Defending the President
Mike Myer gets his marching orders (with 8/20 update)
Earlier in week, Molly Ball who writes for The Atlantic, received a copy of the Republican talking points following President Trump's news conference about Charlottesville. She explained:
Every day, the White House communications office sends official talking points to Republican members of Congress. These communiqués help the GOP stay on the same page (and, in the Trump era, help the embattled president’s allies come up with arguments in his defense).
On Tuesday evening, a few hours after the president’s inflammatory press conference defending white nationalist protesters in Charlottesville, the office issued an “evening communications briefing,” which was passed along to me by a Republican congressional aide. It encourages members to echo the president’s line, contending that “both sides . . . acted inappropriately, and bear some responsibility.”
If you read this morning's Mike Myers' column, "Admitting Truth Cuts Both Ways," it would appear that Myer got the memo.
Myer begins by suggesting that both the right and left are blinded by their partisanship:
One faction of Americans, tens of millions strong, regards any report even slightly negative toward President Donald Trump as “fake news.”
But another, also tens of millions in size, sees any report that may suggest Trump is right in any way as “fake news.”
Any conservative who makes a valid point is automatically labeled a liar by one group of people.
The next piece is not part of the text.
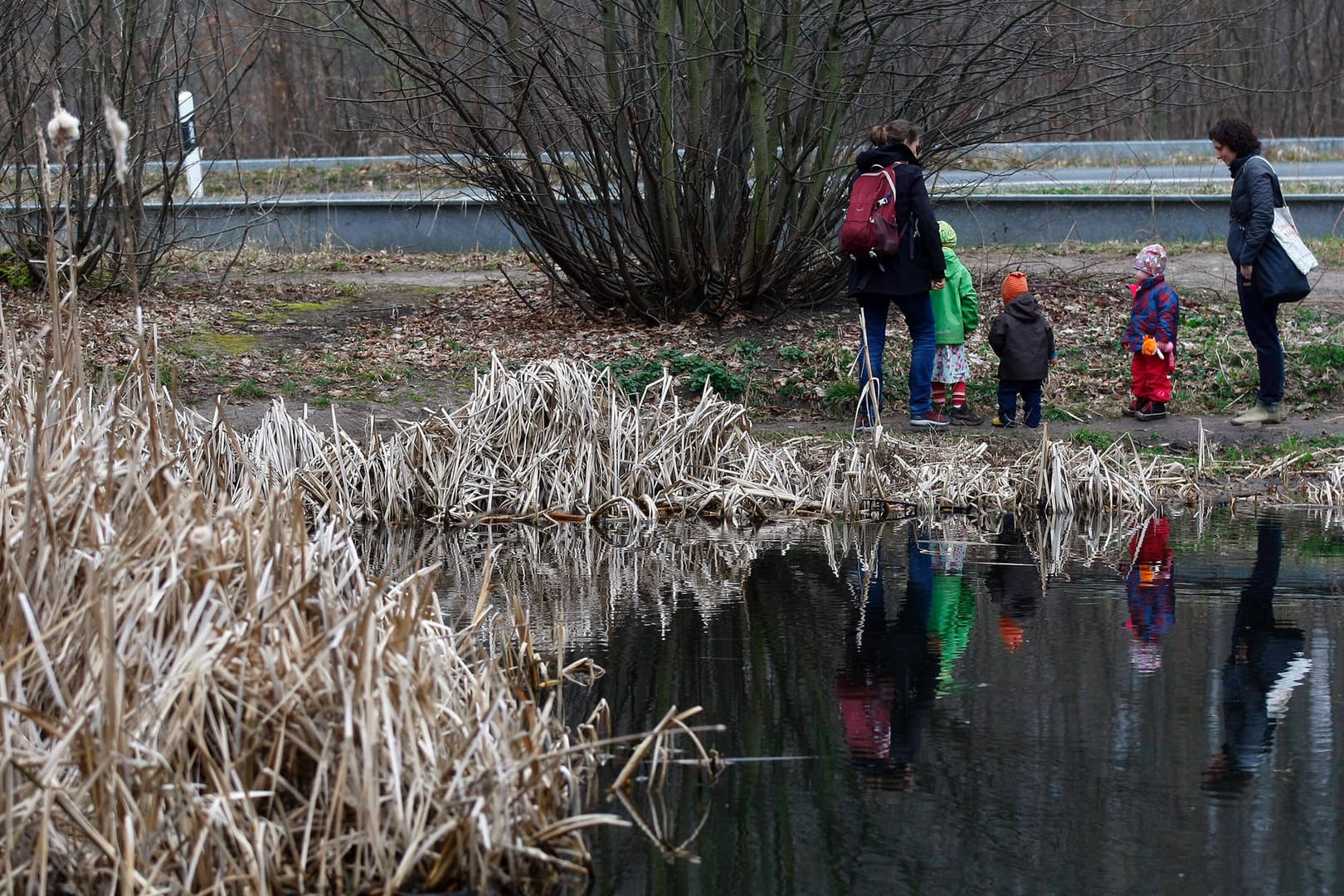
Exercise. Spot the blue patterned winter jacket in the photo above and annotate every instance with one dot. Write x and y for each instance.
(1157, 314)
Likewise, any liberal saying something sensible is regarded by the other side as not capable of being truthful.
His conclusion:
Meanwhile, those of us in the middle — and I think that still includes the vast majority of Americans — wonder what kind of Kool-Aid both the ultra-leftists and the ultra-rightists are drinking.
Mike Myer is in the middle? He's a moderate? Who knew? Obviously no one who has ever read even a single Myer column. All these years he's been spewing his conservative if not reactionary commentary and now he claims to be "in the middle." But as laughable as that is, Myer had to write that in order to appear neutral. From there he can make the White House's talking point that the “both sides . . . acted inappropriately, and bear some responsibility.” Here's Myer:
So here we have two opposing groups of thugs, each of which has defenders who would never think of engaging in violence themselves.
Apparently, not every Republican leader received the talking points. Yesterday Mitt Romney, the Republican's presidential candidate in 2012, forcefully stated what President Trump needed to do:
(T)he president must take remedial action in the extreme. He should address the American people, acknowledge that he was wrong, apologize. State forcefully and unequivocally that racists are 100% to blame for the murder and violence in Charlottesville. Testify that there is no conceivable comparison or moral equivalency between the Nazis--who brutally murdered millions of Jews and who hundreds of thousands of Americans gave their lives to defeat--and the counter-protestors who were outraged to see fools parading the Nazi flag, Nazi armband and Nazi salute. And once and for all, he must definitively repudiate the support of David Duke and his ilk and call for every American to banish racists and haters from any and every association.
I guess Myer would consider Romney (and for that matter, many other mainstream Republicans) another one of those "ultra-leftists."
Two quick additonal points:
- 1. Myer tells us:
We in the press need to clean up our act — though, I have to tell you, we at this newspaper work very, very hard to be objective and accurate. When we make mistakes, as we do, we try to admit and correct them.
Yes, that's what I immediately think of when I think of a Wheeling paper: objective and accurate. And in 3 and 1/2 years of closely reading these newspapers, I have seen a number of uncorrected errors (here, for example) and only one correction of a news article. (Heather Ziegler misidentifying a church official.)
- 2. As long-term readers of Myer and this blog know, Myer loves to use the word "vendetta." (See here for examples.) In the past, he frequently applied the word to Obama's dealing with West Virginia. Now he's applying it to the media:
But understanding some in the press are engaged in a vendetta against Trump doesn’t mean all reports reflecting negatively on him are false.
It probably won't happen but Myer needs to look up the definition of "vendetta."
Update -- August 20
The Sunday News-Register opinion section continues Myer's false equivalency argument with two different political cartoons. In the first, a child sits in the corner with a dunce's cap. On the blackboard in front of him are the words "both sides caused Virginia car killing." On the other side of the cartoon is former president Obama with a dunce's cap and the words "both sides caused cop killings." In the second, we see a cartoon of a group of KKK members with the caption "Hooded thugs who employ violence and intimidation to advance their sordid beliefs." Next to it is a group of Intifada members with the caption "ditto." Of course, the first cartoon doesn't explain how the events are in any way related while the second equates Antifa with the KKK. Earlier in the week, a New York Times fact check examined the similarities and differences between the two groups:
But there is one stark difference between the violence on the two sides: The police said that James Alex Fields Jr. of Ohio drove his car into a crowd and killed at least one person, Heather Heyer. Mr. Fields was charged with second-degree murder.
Comparing Antifa to Mr. Fields’s act is like “comparing a propeller plane to a C-130 transport,” said Brian Levin, the director of the Center for the Study of Hate and Extremism at California State University, San Bernardino.
“Using the fact that some counterprotesters were, in fact, violent, creates a structural and moral false equivalency that is seriously undermining the legitimacy of this president,” Professor Levin said.